Ways to Say Winter

in Dutch:    winter
in German:    winter
in Danish:    vinter
in Icelandic:    vetur
in French:    hiver
in Finnish:    talvi
in Catalan:    hivern
in Italian:    inverno
in Spanish:    invierno
in Latin:    hiems
in Greek:    χειμώνας
in Persian:       زمستان
in Thai:    ฤดูหนาว
in Chinese:    冬天
in Japanese:    
in Russian:    зима
in Maori:    takurua
in Figian:    vulaililiwa
in Somali:    jiilaal
in Zulu:    ubisika
in Turkish:    kış

Or, in Me:
warm kisses
cold noses
old music
clasped hands
beards, thick with
snow-bowed trees 
red cheeks
long, finely-knitted scarves
people pressed together
wooly mittens
mulled apple cider
white white


  1. How long did it take you to find all those words? Pretty cool, was actually thinking would that make a great wall plaque for different seasons to hang at the door.

  2. Thanks much, you two. I love the idea of a wall plaque for the seasons...it would bring the outside world in, in such a simple, true way. Please let me know if you every try it. Here's a website to get you started. :)


  3. Emily:

    I'll drink (cider) to the frost-lace and quiet, snow-bowed trees.

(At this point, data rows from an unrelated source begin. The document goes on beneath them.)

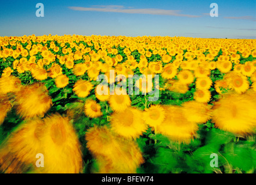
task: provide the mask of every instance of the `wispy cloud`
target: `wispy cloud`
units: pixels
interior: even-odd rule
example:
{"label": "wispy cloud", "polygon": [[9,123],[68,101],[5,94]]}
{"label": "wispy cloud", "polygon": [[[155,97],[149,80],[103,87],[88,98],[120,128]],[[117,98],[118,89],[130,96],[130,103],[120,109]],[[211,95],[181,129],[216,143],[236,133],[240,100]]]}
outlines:
{"label": "wispy cloud", "polygon": [[247,30],[247,31],[256,31],[256,29],[254,28],[241,28],[241,29],[237,29],[239,30]]}
{"label": "wispy cloud", "polygon": [[207,28],[218,28],[218,29],[232,29],[231,28],[218,27],[212,27],[212,26],[207,26],[205,27],[207,27]]}
{"label": "wispy cloud", "polygon": [[256,18],[253,16],[240,16],[240,17],[224,17],[225,18],[231,18],[231,19],[243,19],[253,21],[256,21]]}
{"label": "wispy cloud", "polygon": [[123,6],[107,5],[107,6],[93,6],[92,8],[68,6],[70,9],[77,11],[95,11],[102,12],[116,12],[131,14],[148,14],[154,15],[167,15],[179,17],[199,17],[201,16],[195,16],[181,14],[181,10],[164,10],[158,9],[134,9],[126,8]]}

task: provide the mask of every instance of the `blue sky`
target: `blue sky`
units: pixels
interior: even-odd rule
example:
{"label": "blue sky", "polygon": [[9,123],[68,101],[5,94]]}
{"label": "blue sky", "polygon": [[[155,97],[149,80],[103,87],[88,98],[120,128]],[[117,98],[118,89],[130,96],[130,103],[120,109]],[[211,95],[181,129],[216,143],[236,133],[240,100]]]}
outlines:
{"label": "blue sky", "polygon": [[[256,39],[256,1],[1,0],[0,36],[100,35]],[[44,17],[37,17],[37,3]],[[218,6],[211,17],[210,5]]]}

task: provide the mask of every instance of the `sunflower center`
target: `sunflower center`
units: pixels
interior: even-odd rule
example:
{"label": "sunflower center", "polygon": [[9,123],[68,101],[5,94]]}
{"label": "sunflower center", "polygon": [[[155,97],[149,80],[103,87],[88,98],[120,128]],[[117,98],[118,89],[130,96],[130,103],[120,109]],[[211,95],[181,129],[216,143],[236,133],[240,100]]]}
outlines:
{"label": "sunflower center", "polygon": [[199,98],[203,98],[204,96],[204,92],[203,91],[199,90],[197,95]]}
{"label": "sunflower center", "polygon": [[240,87],[243,84],[243,80],[240,78],[236,78],[233,80],[234,86],[236,87]]}
{"label": "sunflower center", "polygon": [[160,112],[157,110],[154,110],[149,114],[149,117],[153,120],[157,120],[159,117],[160,117]]}
{"label": "sunflower center", "polygon": [[98,106],[97,105],[92,104],[91,105],[91,109],[94,112],[98,112]]}
{"label": "sunflower center", "polygon": [[156,71],[158,71],[160,69],[160,66],[158,65],[156,65],[156,66],[154,66],[154,69]]}
{"label": "sunflower center", "polygon": [[131,110],[127,109],[122,115],[121,123],[123,125],[129,126],[132,123],[134,120],[134,114]]}
{"label": "sunflower center", "polygon": [[122,104],[124,102],[124,97],[123,95],[115,95],[115,100],[116,102],[118,104]]}
{"label": "sunflower center", "polygon": [[235,117],[236,114],[237,114],[237,109],[236,108],[236,106],[233,105],[232,107],[231,107],[231,113],[232,114],[232,116],[233,117]]}
{"label": "sunflower center", "polygon": [[64,77],[62,77],[60,82],[62,83],[66,83],[66,79]]}
{"label": "sunflower center", "polygon": [[61,145],[66,140],[66,130],[62,124],[54,124],[51,128],[50,135],[57,145]]}
{"label": "sunflower center", "polygon": [[203,87],[205,87],[207,84],[207,83],[206,83],[206,81],[204,80],[201,81],[201,82],[200,82],[200,85],[201,85],[201,86]]}
{"label": "sunflower center", "polygon": [[224,65],[223,65],[224,68],[228,68],[229,66],[229,62],[225,62]]}
{"label": "sunflower center", "polygon": [[244,71],[246,71],[246,72],[249,72],[249,71],[251,71],[251,67],[250,66],[250,65],[246,65],[245,67],[244,67]]}
{"label": "sunflower center", "polygon": [[170,75],[172,73],[172,70],[171,68],[166,68],[166,72],[168,74]]}
{"label": "sunflower center", "polygon": [[186,73],[183,74],[183,79],[188,79],[189,77],[189,75]]}
{"label": "sunflower center", "polygon": [[87,87],[85,84],[82,84],[80,86],[80,89],[82,91],[87,91]]}

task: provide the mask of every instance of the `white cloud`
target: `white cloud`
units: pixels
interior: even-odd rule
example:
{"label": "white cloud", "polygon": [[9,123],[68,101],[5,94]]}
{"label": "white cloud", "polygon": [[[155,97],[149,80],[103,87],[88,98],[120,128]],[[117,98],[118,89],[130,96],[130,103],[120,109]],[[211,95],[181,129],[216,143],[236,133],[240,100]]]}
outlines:
{"label": "white cloud", "polygon": [[167,15],[179,17],[199,17],[201,16],[181,14],[181,10],[163,10],[157,9],[125,9],[123,6],[107,5],[93,6],[98,8],[69,6],[70,9],[77,11],[95,11],[102,12],[116,12],[131,14],[148,14],[154,15]]}

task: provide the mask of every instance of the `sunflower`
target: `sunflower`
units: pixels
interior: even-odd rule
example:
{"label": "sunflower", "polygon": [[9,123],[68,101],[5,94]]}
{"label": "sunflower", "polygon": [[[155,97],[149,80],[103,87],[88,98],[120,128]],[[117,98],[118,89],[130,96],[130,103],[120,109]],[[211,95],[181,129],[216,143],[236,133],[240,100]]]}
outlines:
{"label": "sunflower", "polygon": [[39,83],[22,87],[16,98],[18,114],[26,118],[43,116],[52,105],[47,88]]}
{"label": "sunflower", "polygon": [[189,90],[188,85],[181,83],[178,80],[171,80],[167,81],[165,84],[166,88],[169,91],[179,92],[181,94],[186,93]]}
{"label": "sunflower", "polygon": [[188,120],[196,123],[204,123],[211,119],[211,106],[207,103],[190,101],[183,103],[182,110]]}
{"label": "sunflower", "polygon": [[90,94],[93,87],[93,85],[89,82],[80,79],[74,85],[73,91],[78,97],[85,98]]}
{"label": "sunflower", "polygon": [[184,116],[180,106],[165,106],[164,109],[168,114],[157,127],[157,131],[179,143],[189,143],[198,130],[197,124]]}
{"label": "sunflower", "polygon": [[222,73],[226,73],[231,70],[232,63],[230,61],[218,61],[217,67]]}
{"label": "sunflower", "polygon": [[189,70],[182,70],[179,72],[177,75],[179,81],[181,83],[184,84],[189,84],[194,82],[194,75],[192,72]]}
{"label": "sunflower", "polygon": [[229,93],[215,102],[212,120],[215,125],[236,134],[253,133],[256,127],[256,99],[251,95]]}
{"label": "sunflower", "polygon": [[152,105],[149,109],[145,109],[143,118],[149,126],[156,128],[161,124],[165,117],[165,112],[160,105]]}
{"label": "sunflower", "polygon": [[219,80],[215,82],[214,88],[216,92],[221,94],[223,92],[223,89],[226,89],[229,87],[228,82],[225,80]]}
{"label": "sunflower", "polygon": [[82,168],[81,145],[67,117],[55,114],[44,120],[44,134],[40,137],[44,149],[44,168],[35,173],[77,173]]}
{"label": "sunflower", "polygon": [[[95,91],[96,97],[100,101],[108,101],[109,99],[109,90],[107,85],[99,84]],[[102,92],[102,94],[100,92]]]}
{"label": "sunflower", "polygon": [[132,108],[114,112],[111,115],[110,124],[114,132],[127,139],[138,138],[147,129],[142,119],[142,112]]}
{"label": "sunflower", "polygon": [[237,93],[244,92],[249,88],[249,82],[247,77],[235,72],[227,74],[224,79],[227,80],[229,86]]}
{"label": "sunflower", "polygon": [[88,99],[85,102],[85,113],[88,117],[94,118],[102,116],[100,105],[94,100]]}
{"label": "sunflower", "polygon": [[197,67],[194,71],[194,75],[196,77],[204,77],[210,75],[210,71],[209,69],[204,69],[201,66]]}
{"label": "sunflower", "polygon": [[13,70],[12,70],[11,68],[7,67],[3,69],[2,76],[9,76],[13,72]]}
{"label": "sunflower", "polygon": [[144,162],[141,151],[135,141],[120,139],[118,147],[111,155],[96,158],[100,173],[136,173],[136,169]]}
{"label": "sunflower", "polygon": [[3,123],[5,118],[12,108],[12,105],[8,97],[0,93],[0,125]]}
{"label": "sunflower", "polygon": [[0,92],[2,94],[17,92],[21,87],[21,82],[17,77],[11,75],[0,78]]}
{"label": "sunflower", "polygon": [[166,65],[161,73],[161,76],[165,79],[171,79],[177,74],[177,68],[172,64]]}
{"label": "sunflower", "polygon": [[68,77],[66,75],[61,75],[55,79],[56,86],[58,88],[64,88],[68,84]]}
{"label": "sunflower", "polygon": [[94,173],[135,173],[144,160],[138,145],[114,134],[106,125],[94,126],[85,134],[87,147],[96,158]]}
{"label": "sunflower", "polygon": [[85,140],[87,141],[86,147],[95,157],[111,156],[118,146],[116,137],[106,125],[102,127],[94,125],[88,130]]}
{"label": "sunflower", "polygon": [[242,68],[243,65],[241,64],[237,64],[234,66],[234,71],[237,73],[241,73]]}
{"label": "sunflower", "polygon": [[44,153],[40,141],[44,123],[35,119],[25,120],[8,137],[0,149],[0,170],[6,173],[26,173],[36,168],[35,156]]}
{"label": "sunflower", "polygon": [[131,106],[131,99],[128,95],[116,94],[110,95],[109,100],[109,106],[113,111],[123,112]]}
{"label": "sunflower", "polygon": [[99,70],[96,68],[91,67],[87,71],[89,77],[91,80],[96,80],[99,74]]}
{"label": "sunflower", "polygon": [[86,67],[85,66],[85,64],[84,63],[79,63],[75,64],[74,66],[73,72],[74,74],[78,76],[83,75],[86,71]]}
{"label": "sunflower", "polygon": [[52,78],[56,77],[57,76],[62,75],[62,68],[57,64],[54,64],[48,71],[49,71],[49,76]]}
{"label": "sunflower", "polygon": [[47,71],[44,68],[36,67],[35,69],[31,69],[31,74],[33,77],[38,80],[45,80],[48,77]]}
{"label": "sunflower", "polygon": [[255,71],[255,68],[253,66],[250,62],[246,62],[242,66],[242,74],[246,76],[251,76]]}
{"label": "sunflower", "polygon": [[196,90],[194,93],[194,99],[201,103],[207,103],[211,99],[211,92],[207,90]]}
{"label": "sunflower", "polygon": [[212,83],[211,79],[208,77],[199,77],[196,81],[196,87],[199,90],[208,90]]}

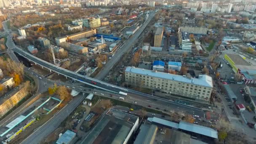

  4. beautiful... so beautiful. Thank you, with my love, nşa

    1. Thank you for reading along, Nia. All best to you this winter!

  5. First, I find it very interesting that Italian for winter is Inverno. Sounds like inferno, which could be construed as the exact opposite of winter. But more important I love these descriptive pieces that you write about the seasons. Your ability to find a phrase or a single word that evokes an image is simply wonderful. Part of why you are such a good writer.

    1. I thought that too about the Italian word, Bill. I wonder what the roots of both inverno and inferno are? Perhaps Robert Frost would have something to say about that pairing... :) Right now another word/phrase I could add is "BONE CHILLING." Just heard we're going to drop down into -35' territory these next days. Time to bundle up!

    2. That's cold! And you have to keep two warm!

    3. Actually, The baby has been keeping me extra warm. Hardly felt the cold the other night!

  6. A friend and I were bemoaning our lack of winter this year and comparing notes on winters past. Both of us can call up at will the smell of wet wool mittens drying on a grate or radiator, the squeak of truly cold snows and the slice of blades across the ice.

    I was interested in Fiji's winter. It seems it's the same as the winter in equatorial Africa - it's the difference between dry and rainy seasons rather than a drop in temperature. And the Maori winter is entrancing. The word "takurua" apparently refers to the star Sirius, and the appearance of the Pleiades mark the season's turn. There are two primary seasons, summer and winter, personified in two beings named Hineraumati, the Summer Maid, and Hine-takurua, the Winter Maid.

    Thanks so much for the wonderful words, and the warm, personal images. And stay warm yourself!

    1. Love these bits if knowledge. I teach a mythology class, so I enjoy discovering the way the seasons so often find their way into the folklore of a culture. Also, I hadn't consciously thought about snow squeaking, but you're right! And I will listen for that now the next time I step outside. Hope you get at least some winter before too long!

  7. I forgot the romance of winter once its cold got all-penetrative. If I could only spend the winter inside, enjoying everything that is outside without ever stepping out... As Laxness puts it beautifully: "The weather's always fine in bed."

    1. That quote made me smile. Although I have to admit, I like getting out in the elements, even the all-penetrative ones, at least some of the time. I went on a walk in a blizzard a few years back, and it gave me some warm life-long memories. I did have a pretty frozen nose when all was said and done, though. :)

  8. Of all the languages you included, I like how you say winter the best.

    Stay warm!

  9. There was a time, earlier this summer, when my friend Zoe and I visited the gardens in Indianapolis. It was green then, vivid green and colorful. But I had the sudden thought about what the grass and the flowers and canopies of trees would look like if they were covered in snow. Blanketed. "Hey, Zoe. What are other ways you can say that snow 'blankets' the ground? Something more poetic than 'covers'?" Your poem at the end reminds me of that poem, when--in the heat of August--we struggled to think of ways to describe the crisp air, the rising mist, the white white pure white of snow.

    1. So glad to bring you back to such a fine moment filled with such lovely musings. I'm going to take the next few minutes and do the reverse: look out this window and imagine May. Lord, the world is spectacular.

  10. Hello Emily, not sure how you found me, but just wanted to thank you for stopping by my Blog.

    Your poem is lovely.

    Stay warm !

    1. Thanks, Sybil. I found you through Julian's blog. Glad you hopped over! Stay warm yourself. :)

  11. "frost-lace"- so beautiful. loving winter right now.